Many people argue that lying is a selfish act and those who tell lies only do this to benefit themselves rather than the receivers of the lie. For instance, people would lie to get a job, better commissions, better grades or even promotions at work. Others will lie to achieve some psychological rewards such as respect, esteem or affection. All of these are selfish wants (Poythress 2013, Pg. 83). With this argument, they conclude that lying is wrong because it amounts to a lot of trouble and thus people should always tell the truth and face the consequences. I do not agree with this conclusion and even if I agree that a lie is still a lie, at times lying is not always wrong.
To begin with, it is a good norm to contribute to other people’s happiness, and this is one reason why a lie might be justified. For instances telling a ‘white lie’ can be acceptable (Perkins & Turiel 2007, Pg. 609). I remember when my close friend bought some new clothes and showed them to me the same day, I lie to him. I could see that they weren’t suitable for him, but I couldn’t tell him, and so I said they are fine because I knew it would have upset him. I also lied about my mood after I broke up with my fiancé because that’s the face my friends and parents wanted me to show. Secondly telling the truth uplifts ones feeling because some truths might end up hurting other people more than the lie would do. For instance, if an accident occurs and a child who loses both parents in it asks about them, it would be justified to tell him that the parents are okay until he is stronger to hear the truth. If such a child was told the truth from the beginning, he might be distressed and may never recover from it. Thus, in some special circumstances, one needs to lie to avoid causing trouble to other people.
Some social relationship theorists believe that people lie to avoid conflicts and other forms of ill will. They also argue that when people lie about their opinions, feeling or preferences, it is possible to receive better responses rather than negative ones (Perkins & Turiel 2007, Pg. 609). I agree with them because if for instance one lies about a job experience in an interview and this helps him to gain the job, he can make up for this lie by complementing his skills and knowledge to suit the job description. Thus to me lying, is not always wrong as long as the truth never comes out and if it ever comes out the consequences are not more than it would have been if the truth was told in the first place.

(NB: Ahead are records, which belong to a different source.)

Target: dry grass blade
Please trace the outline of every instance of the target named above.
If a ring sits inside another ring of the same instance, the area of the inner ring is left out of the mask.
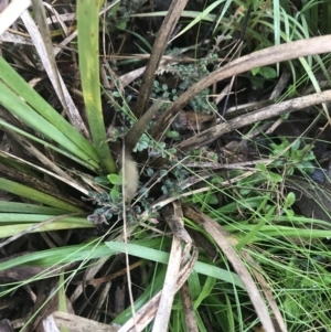
[[[170,219],[171,229],[178,229],[179,232],[173,232],[172,246],[170,251],[167,275],[164,279],[164,287],[162,289],[162,296],[159,302],[158,312],[156,315],[156,321],[153,325],[153,332],[167,331],[169,325],[170,313],[172,309],[173,297],[175,294],[177,288],[175,283],[180,272],[180,266],[183,260],[185,260],[185,253],[190,251],[192,239],[184,228],[183,212],[179,202],[173,202],[173,211],[169,212],[166,208],[162,210],[164,217]],[[166,211],[166,213],[163,213]],[[182,240],[188,243],[184,251],[182,251]]]
[[[156,71],[159,66],[160,60],[167,47],[169,38],[175,28],[178,20],[184,10],[188,0],[173,0],[168,10],[167,17],[163,20],[162,26],[158,33],[158,38],[154,41],[152,53],[150,55],[142,84],[140,87],[140,93],[136,106],[136,116],[139,119],[145,110],[147,109],[148,99],[151,93],[151,88],[154,82]]]
[[[153,127],[151,135],[156,140],[158,140],[164,132],[166,128],[168,128],[169,124],[173,120],[173,117],[177,116],[177,114],[189,103],[190,99],[218,81],[236,76],[256,67],[327,52],[331,52],[331,35],[317,36],[281,44],[242,56],[238,60],[228,63],[224,67],[211,73],[209,76],[201,79],[180,95],[179,98],[172,103],[172,105],[160,117],[159,121]]]
[[[158,312],[156,314],[152,332],[168,331],[172,302],[177,291],[175,283],[177,283],[178,275],[180,272],[181,260],[182,260],[181,239],[178,238],[177,236],[172,236],[172,244],[171,244],[171,250],[169,257],[169,261],[171,261],[171,264],[169,264],[167,268],[164,286],[159,301]]]
[[[83,317],[75,314],[55,311],[49,317],[51,321],[55,321],[55,326],[60,329],[67,328],[72,332],[82,332],[82,331],[98,331],[98,332],[116,332],[117,328],[111,325],[98,323],[93,320],[88,320]]]
[[[0,3],[0,35],[24,12],[30,6],[31,0],[14,0],[1,12],[6,6],[6,1]]]
[[[52,82],[54,90],[61,100],[63,108],[65,109],[66,114],[68,115],[71,122],[74,125],[75,128],[78,129],[85,137],[88,137],[89,133],[82,120],[82,117],[67,90],[66,85],[64,84],[54,57],[54,51],[52,46],[52,41],[50,38],[50,32],[47,25],[45,23],[45,14],[43,12],[43,8],[38,7],[38,12],[40,13],[36,15],[38,23],[42,26],[39,30],[32,20],[30,13],[28,11],[23,12],[21,19],[23,20],[25,28],[28,29],[33,44],[40,55],[42,64]],[[46,29],[45,29],[46,26]],[[44,28],[44,29],[42,29]]]
[[[190,277],[194,265],[197,260],[197,250],[193,249],[193,253],[190,257],[190,260],[182,266],[180,270],[179,278],[177,280],[177,288],[178,291],[182,285]],[[154,318],[158,309],[158,303],[160,301],[162,291],[158,292],[147,304],[145,304],[137,313],[136,313],[136,322],[137,326],[134,325],[134,319],[127,321],[118,332],[139,332],[142,331]],[[136,330],[135,330],[136,328]]]
[[[264,328],[268,332],[275,332],[271,318],[268,313],[268,308],[260,297],[259,290],[257,289],[247,268],[238,257],[238,254],[234,250],[233,246],[229,244],[225,231],[207,215],[197,213],[192,207],[184,207],[183,211],[186,217],[201,225],[210,234],[210,236],[213,237],[245,285],[246,291]]]
[[[331,42],[330,42],[331,44]],[[282,114],[292,113],[309,106],[327,103],[331,100],[331,90],[291,99],[269,107],[264,107],[254,113],[238,116],[233,120],[217,125],[211,129],[206,129],[196,136],[189,138],[177,146],[177,149],[186,151],[189,149],[199,148],[212,142],[226,132],[252,125],[261,120],[270,119]],[[158,122],[159,124],[159,122]]]
[[[183,303],[186,331],[199,332],[193,302],[190,293],[190,287],[186,282],[181,288],[181,299]]]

In conclusion, lying can sometimes help to avoid troubles especially when one tell lies to bring happiness to others or to preventing hurting others and also to help realize some dreams that otherwise would not have been achieved. In addition to these, I would argue against the principle portrayed by people who say that ‘lying is wrong’ because I consider this a tautological principle. It is a moral principle that does not give room for conditions and has no connection with any argument supporting specific moral judgments. Apparently, when this principle is stated as ‘lying is wrong except when saving life’ this opens for argument about right or wrong doings rather than just lying or not lying. It gives rise to the unconditional moral principle that requires both justification and exception (Margolis 1963, pg. 414). The new principle replaces the old one, and this amounts to a conclusion that that lying is not always wrong.